Last fall, the University of Maryland removed the vast majority of its pillars indicating handicap-accessible entrances to campus buildings. After pushback from campus advocates, they were re-installed this summer.
Now, the university is planning to hire a consultant to survey this kind of signage on campus to determine whether more pillars are needed, university spokesperson Jessica Jennings wrote in an email.
University officials said Facilities Management removed the pillars — 47 of the 57 on the campus — because some were misleading. Others were damaged during snow removal and lawn maintenance, and their usage across campus was inconsistent; newer buildings didn’t have any.
The department removed the pillars without warning the President’s Commission on Disability Issues, which advises the administration on issues of concern to people with disabilities, commission officials said.
In December, then-interim chief diversity officer Roger Worthington arranged a meeting between the commission and representatives from Facilities Management. Afterward, the department recognized the need for accessible entrance-markers, said Ana Palla-Kane, one of the commission’s chairs.
But it wasn’t until May that Worthington set up a meeting between the commission and Carlo Colella, this university’s administration and finance vice president, to get the pillars replaced.
For Palla-Kane, though, the pillars’ return is still a victory.
“We’ve been having so many conversations with people that I consider this to be an accomplishment,” she said. “That’s why we really exist — to advise on issues.”
The funding needed to replace the pillars came from this university’s landscape construction operations budget, Jennings wrote. It was a critical expenditure, Palla-Kane said.
“Most of the buildings, their main entrances have stairs,” Palla-Kane said. “If you don’t have a lot of the knowledge of where you are going, it might take you 10 minutes to find the accessible entrance. That’s why marking with the pillars is important.”
William Shawhan, a sophomore agricultural and resource economics major can vouch for this.

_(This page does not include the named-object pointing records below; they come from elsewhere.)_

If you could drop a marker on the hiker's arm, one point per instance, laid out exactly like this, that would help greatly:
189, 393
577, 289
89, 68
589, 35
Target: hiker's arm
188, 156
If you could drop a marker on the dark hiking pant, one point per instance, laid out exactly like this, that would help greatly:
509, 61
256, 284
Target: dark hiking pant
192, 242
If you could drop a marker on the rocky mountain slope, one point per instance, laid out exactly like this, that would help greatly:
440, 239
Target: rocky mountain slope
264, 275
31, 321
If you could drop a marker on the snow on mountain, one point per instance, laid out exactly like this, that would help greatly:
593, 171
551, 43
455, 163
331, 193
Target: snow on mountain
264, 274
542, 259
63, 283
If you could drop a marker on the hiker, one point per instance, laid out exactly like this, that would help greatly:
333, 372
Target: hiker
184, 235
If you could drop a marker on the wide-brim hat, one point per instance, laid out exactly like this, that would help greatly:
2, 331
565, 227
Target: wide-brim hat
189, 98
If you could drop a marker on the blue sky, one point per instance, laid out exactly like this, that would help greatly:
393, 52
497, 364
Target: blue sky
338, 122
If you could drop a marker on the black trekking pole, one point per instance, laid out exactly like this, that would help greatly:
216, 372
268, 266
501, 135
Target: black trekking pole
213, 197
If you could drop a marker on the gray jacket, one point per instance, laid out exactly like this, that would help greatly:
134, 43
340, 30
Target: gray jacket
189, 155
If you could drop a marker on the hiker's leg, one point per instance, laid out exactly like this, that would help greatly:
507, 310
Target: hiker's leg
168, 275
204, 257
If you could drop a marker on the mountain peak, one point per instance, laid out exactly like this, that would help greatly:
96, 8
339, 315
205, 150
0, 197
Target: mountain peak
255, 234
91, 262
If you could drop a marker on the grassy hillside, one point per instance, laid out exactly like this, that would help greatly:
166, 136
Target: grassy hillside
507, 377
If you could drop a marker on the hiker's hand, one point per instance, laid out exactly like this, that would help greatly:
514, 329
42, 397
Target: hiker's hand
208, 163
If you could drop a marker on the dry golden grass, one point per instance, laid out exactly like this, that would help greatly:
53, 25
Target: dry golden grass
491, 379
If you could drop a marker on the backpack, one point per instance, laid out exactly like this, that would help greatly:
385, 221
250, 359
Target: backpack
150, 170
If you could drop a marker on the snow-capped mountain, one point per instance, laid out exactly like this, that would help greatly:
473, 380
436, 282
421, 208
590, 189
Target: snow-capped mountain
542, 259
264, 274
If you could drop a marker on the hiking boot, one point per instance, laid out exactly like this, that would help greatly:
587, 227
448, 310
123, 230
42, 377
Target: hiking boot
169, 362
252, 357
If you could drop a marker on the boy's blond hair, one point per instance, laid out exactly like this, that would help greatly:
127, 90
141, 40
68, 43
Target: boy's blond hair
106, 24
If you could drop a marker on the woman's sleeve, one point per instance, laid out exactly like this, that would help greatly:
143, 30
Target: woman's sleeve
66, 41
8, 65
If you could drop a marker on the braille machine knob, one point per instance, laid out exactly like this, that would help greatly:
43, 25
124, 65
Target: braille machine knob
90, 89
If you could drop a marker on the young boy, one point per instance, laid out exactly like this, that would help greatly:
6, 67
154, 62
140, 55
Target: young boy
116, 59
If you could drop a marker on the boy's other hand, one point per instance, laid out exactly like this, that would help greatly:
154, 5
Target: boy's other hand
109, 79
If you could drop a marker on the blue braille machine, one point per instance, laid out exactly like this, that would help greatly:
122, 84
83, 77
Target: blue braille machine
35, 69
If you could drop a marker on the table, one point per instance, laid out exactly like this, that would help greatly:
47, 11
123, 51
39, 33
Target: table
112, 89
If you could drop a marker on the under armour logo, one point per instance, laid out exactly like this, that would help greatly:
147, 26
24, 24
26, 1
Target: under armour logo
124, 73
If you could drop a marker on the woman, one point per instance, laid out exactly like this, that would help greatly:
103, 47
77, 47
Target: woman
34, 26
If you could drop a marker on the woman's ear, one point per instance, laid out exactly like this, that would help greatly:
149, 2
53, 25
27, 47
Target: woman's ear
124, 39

Shawhan, who uses a motorized wheelchair, visited the Chemical and Nuclear Engineering Building last year, when most of the pillars were missing from campus. Since there wasn’t a marker pointing out the entrance with an automatic door button, he didn’t know that one existed.
“Fortunately, I was with someone who could open the door for me, but if I was by myself, I would have had to wait for someone to come along to open the door,” Shawhan wrote in an email. “An accessible entrance marker pointing toward the door with the automatic door opening button would have helped me get into that building a lot.”

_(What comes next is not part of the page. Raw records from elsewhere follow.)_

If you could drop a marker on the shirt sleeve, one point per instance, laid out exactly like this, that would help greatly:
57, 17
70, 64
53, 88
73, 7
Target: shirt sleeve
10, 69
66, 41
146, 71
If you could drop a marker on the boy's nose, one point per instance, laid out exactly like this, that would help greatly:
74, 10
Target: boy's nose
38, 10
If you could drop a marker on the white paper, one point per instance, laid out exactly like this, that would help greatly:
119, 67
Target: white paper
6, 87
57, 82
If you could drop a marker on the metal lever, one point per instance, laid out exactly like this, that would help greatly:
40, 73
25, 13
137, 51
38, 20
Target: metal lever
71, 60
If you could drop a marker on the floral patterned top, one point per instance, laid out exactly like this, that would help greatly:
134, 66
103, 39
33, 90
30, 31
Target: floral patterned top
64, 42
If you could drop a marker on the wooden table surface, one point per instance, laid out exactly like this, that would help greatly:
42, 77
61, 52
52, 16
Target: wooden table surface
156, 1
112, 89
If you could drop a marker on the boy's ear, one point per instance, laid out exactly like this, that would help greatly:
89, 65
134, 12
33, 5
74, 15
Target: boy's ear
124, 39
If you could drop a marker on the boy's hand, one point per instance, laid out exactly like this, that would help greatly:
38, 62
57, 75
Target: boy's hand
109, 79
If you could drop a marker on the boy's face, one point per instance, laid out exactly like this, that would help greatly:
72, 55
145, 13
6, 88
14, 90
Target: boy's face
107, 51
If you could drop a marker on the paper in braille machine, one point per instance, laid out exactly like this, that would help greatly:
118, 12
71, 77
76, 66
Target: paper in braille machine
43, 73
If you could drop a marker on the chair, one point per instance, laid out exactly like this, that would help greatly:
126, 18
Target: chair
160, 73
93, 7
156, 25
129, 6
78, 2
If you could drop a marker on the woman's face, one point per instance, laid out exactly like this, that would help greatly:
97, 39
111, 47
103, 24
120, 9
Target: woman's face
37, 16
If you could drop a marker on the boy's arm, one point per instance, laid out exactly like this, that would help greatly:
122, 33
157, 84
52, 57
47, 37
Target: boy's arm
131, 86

With the pillars back up, Shawhan wrote that he can now quickly and safely find his way around campus.
The previous lack of markers had also made it difficult to find accessible pathways for students who were temporarily disabled by leg injuries or who were carrying a heavy load for a presentation, said JoEllen Barnhart, a lecturer in the agriculture and natural resources college.

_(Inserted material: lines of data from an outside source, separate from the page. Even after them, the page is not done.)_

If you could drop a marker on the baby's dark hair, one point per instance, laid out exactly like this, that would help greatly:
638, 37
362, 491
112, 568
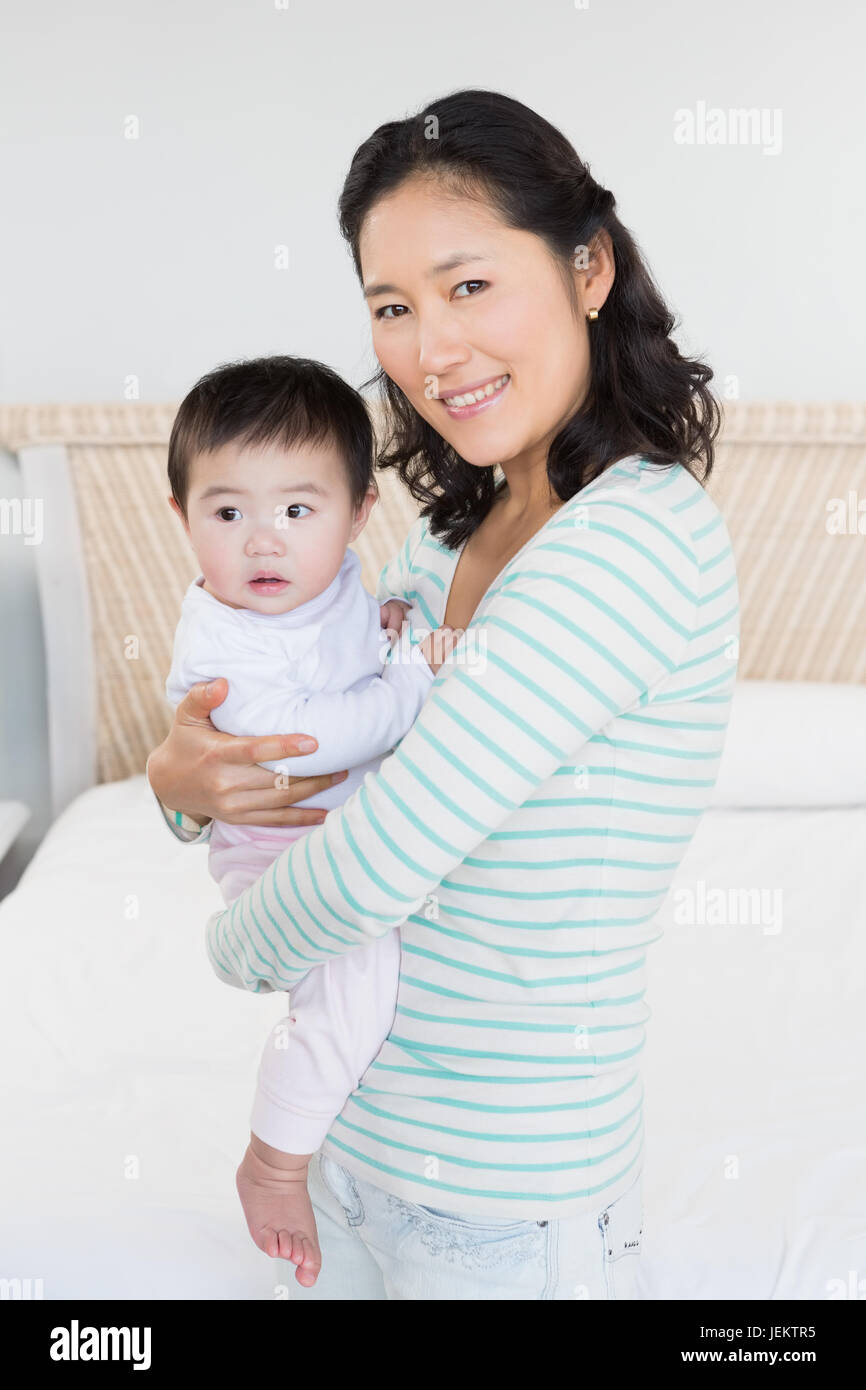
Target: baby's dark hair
273, 401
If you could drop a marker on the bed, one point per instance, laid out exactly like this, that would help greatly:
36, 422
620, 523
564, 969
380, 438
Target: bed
127, 1068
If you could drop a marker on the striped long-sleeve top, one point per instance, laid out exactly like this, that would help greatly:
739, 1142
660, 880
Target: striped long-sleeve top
523, 834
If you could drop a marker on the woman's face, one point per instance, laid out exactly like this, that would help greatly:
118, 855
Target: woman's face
459, 300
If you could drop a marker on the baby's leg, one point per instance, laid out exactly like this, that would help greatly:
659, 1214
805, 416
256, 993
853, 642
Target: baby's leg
339, 1015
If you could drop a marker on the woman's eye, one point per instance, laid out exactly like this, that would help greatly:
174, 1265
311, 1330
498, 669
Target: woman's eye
470, 282
382, 313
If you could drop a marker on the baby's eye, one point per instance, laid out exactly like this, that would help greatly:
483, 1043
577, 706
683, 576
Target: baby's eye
469, 282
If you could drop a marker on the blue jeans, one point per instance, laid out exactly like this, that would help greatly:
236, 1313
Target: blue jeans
380, 1246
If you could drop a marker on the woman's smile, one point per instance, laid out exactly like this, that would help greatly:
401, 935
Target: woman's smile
466, 403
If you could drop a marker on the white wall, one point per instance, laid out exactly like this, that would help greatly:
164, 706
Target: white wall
153, 257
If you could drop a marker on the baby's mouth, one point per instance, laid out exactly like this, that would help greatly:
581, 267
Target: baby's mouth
268, 584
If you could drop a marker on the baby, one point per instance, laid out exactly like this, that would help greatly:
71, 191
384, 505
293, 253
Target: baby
270, 464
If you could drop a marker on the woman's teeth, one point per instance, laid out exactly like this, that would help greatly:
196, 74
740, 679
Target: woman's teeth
471, 396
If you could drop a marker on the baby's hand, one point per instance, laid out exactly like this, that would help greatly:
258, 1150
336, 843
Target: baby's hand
392, 616
280, 1214
438, 645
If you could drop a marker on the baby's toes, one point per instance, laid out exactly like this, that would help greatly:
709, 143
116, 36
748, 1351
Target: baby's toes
309, 1265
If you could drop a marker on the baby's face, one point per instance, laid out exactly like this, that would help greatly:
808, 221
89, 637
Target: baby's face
275, 513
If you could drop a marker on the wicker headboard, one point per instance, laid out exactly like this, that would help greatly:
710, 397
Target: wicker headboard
111, 588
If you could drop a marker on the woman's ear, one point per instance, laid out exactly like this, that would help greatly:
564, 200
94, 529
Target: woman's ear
595, 271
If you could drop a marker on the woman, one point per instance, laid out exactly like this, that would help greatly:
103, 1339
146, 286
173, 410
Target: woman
526, 830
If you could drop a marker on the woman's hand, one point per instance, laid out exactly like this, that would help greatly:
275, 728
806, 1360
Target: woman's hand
206, 774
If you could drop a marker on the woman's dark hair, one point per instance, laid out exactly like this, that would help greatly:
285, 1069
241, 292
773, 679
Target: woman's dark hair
644, 396
273, 401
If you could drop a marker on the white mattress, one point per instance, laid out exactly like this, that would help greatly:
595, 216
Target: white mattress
127, 1068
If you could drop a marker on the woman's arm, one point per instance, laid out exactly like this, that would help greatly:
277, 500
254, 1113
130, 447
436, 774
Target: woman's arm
581, 631
202, 773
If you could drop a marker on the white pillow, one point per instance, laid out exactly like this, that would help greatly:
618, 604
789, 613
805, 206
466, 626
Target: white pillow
794, 744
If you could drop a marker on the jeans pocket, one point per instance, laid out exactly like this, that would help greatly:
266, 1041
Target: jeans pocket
341, 1184
495, 1225
622, 1230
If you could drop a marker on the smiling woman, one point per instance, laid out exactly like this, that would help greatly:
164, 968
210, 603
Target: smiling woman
524, 831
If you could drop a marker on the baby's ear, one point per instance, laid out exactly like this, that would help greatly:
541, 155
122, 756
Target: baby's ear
178, 512
362, 514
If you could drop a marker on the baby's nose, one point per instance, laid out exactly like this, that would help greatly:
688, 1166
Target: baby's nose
266, 541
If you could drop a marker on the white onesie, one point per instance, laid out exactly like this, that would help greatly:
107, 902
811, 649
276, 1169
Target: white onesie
323, 669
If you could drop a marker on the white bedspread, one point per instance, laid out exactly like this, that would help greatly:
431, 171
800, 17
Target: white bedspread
127, 1069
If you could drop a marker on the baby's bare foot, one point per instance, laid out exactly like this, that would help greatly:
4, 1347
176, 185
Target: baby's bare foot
280, 1215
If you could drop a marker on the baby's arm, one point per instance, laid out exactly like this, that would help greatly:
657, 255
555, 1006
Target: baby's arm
350, 726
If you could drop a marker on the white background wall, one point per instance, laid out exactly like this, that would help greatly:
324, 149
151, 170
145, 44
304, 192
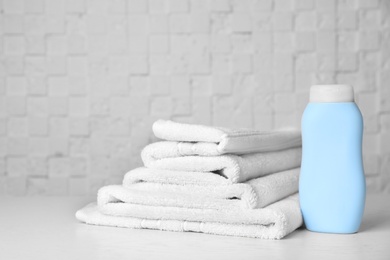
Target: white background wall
81, 81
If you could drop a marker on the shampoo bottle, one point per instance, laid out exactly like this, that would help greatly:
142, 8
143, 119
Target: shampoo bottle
332, 186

“If you don’t know your way, it can take you so much longer to find your way,” said Barnhart, who sits on the commission. “Students end up being late for lecture and missing important bits of information.”
Palla-Kane said the replacement of the pillars isn’t just important to individuals with disabilities. The markers help people with injuries, too, for example.
“It’s extremely important for everybody,” she said.
CORRECTION: Due to an editing error, a previous version of this story incorrectly attributed a quote to JoEllen Barnhart. This story has been updated.